David Hockney – L’Arbois, Sainte-Maxime. UPDATE: THIS SOLD FOR £13,150,000
L’Arbois, Sainte-Maxime by David Hockney is among the highlights of Sotheby’s Contemporary evening auction in London on October 9. Executed in 1968 it is part of a celebrated series inspired by the South of France which represents his first serious use of his own photographs as inspiration. The estimate is £7 million to £10 million. The sale features artworks that capture the seismic shifts that occurred in art in the latter half of the 20th century and the artists that paved a radical new mode of art-making altering the course of art history.
Andy Warhol – Eggs. UPDATE: THIS SOLD FOR £1,800,000
Monumental in scale and rigorous in conceptual wit, Andy Warhol’s Eggs from 1982 is a graphically impactful and cleverly inventive expression of the artist’s perpetual experimentation within his own unique brand of imagery.

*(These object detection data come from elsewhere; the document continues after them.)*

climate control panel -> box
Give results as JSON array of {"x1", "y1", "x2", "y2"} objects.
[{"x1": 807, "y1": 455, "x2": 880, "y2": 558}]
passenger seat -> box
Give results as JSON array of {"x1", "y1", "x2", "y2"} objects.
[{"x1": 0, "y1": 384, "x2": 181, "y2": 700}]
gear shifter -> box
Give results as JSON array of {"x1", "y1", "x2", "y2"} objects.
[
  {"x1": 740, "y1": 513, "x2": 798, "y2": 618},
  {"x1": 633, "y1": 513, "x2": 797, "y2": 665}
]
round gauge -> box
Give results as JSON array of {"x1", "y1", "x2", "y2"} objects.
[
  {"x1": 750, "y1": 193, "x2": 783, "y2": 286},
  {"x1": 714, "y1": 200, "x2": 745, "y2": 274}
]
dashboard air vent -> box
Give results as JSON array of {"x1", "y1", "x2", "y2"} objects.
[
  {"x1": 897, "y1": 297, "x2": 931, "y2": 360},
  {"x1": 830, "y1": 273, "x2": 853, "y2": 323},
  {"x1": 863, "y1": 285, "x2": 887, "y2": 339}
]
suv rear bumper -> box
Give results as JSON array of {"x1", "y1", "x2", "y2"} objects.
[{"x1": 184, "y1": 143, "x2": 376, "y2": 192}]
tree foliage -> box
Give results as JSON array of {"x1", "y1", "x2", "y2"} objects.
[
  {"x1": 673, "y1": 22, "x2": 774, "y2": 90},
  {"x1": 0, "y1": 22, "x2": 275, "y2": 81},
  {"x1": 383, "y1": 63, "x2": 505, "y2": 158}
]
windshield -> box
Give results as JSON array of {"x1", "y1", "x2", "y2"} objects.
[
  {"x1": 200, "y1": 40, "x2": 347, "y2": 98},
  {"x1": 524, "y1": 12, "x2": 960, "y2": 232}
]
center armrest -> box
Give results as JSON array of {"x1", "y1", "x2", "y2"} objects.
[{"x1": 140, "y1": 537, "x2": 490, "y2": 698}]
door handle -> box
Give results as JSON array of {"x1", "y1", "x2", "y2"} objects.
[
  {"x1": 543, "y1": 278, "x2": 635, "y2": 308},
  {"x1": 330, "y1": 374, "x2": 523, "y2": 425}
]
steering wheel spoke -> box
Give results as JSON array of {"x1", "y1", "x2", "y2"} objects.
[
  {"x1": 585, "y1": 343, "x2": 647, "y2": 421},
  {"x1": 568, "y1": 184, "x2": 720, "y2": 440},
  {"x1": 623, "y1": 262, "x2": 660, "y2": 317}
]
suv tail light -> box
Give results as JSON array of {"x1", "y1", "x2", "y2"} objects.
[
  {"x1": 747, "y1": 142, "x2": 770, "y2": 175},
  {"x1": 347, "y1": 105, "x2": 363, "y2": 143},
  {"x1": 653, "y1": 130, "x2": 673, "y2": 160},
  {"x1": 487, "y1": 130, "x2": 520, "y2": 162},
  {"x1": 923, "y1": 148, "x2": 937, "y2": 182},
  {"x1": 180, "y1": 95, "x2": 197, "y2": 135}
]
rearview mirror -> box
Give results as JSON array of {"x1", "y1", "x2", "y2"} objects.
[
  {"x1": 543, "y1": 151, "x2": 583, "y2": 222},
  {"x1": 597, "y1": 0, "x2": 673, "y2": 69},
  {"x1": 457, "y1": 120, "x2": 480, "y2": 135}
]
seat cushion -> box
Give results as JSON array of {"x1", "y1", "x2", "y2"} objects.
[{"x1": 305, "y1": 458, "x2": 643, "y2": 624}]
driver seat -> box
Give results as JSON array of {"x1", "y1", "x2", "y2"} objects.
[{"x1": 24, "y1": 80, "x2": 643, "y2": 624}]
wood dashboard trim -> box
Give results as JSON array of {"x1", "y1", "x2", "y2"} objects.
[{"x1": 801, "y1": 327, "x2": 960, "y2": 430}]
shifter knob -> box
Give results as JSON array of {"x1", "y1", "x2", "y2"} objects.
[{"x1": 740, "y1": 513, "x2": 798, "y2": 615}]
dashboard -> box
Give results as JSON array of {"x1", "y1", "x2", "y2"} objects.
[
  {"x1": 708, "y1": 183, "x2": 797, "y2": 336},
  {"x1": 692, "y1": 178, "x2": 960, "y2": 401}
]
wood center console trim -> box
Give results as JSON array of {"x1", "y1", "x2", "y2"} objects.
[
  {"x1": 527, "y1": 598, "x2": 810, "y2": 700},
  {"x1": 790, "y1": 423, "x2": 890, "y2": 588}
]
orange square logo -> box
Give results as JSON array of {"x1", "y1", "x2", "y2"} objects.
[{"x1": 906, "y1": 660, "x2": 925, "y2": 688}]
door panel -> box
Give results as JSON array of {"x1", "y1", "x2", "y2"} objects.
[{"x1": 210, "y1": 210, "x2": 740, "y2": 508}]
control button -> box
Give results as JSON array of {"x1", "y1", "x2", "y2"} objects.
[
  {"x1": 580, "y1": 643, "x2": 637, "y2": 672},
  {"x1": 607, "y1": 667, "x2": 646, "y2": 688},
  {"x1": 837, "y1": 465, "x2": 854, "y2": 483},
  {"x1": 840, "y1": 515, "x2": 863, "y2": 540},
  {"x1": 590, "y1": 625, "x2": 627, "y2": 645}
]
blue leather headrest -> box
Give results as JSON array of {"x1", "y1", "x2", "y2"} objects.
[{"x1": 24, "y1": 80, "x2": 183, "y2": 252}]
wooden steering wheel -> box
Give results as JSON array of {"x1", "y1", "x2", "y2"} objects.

The estimate is £2.2 million – £3.2 million.
Tourus Buoyancy is the title of this unique sculpture by Michael Quane. Made this year from Bordiglio marble it is from his much anticipated solo show “Belonging” at Solomon Gallery in Dublin until October 19. His work is immensely tactile not least because of his method of tooling the surface with a claw chisel which delivers a textured result. Tourus Buoyancy will look familiar to many people because numerous public sculptures by Michael Quane are to be found in various locations around Ireland. The Crawford graduate was elected a member of Aosdana in 1998, has been an RHA since 2004 and is one of Ireland’s most highly regarded contemporary sculptors.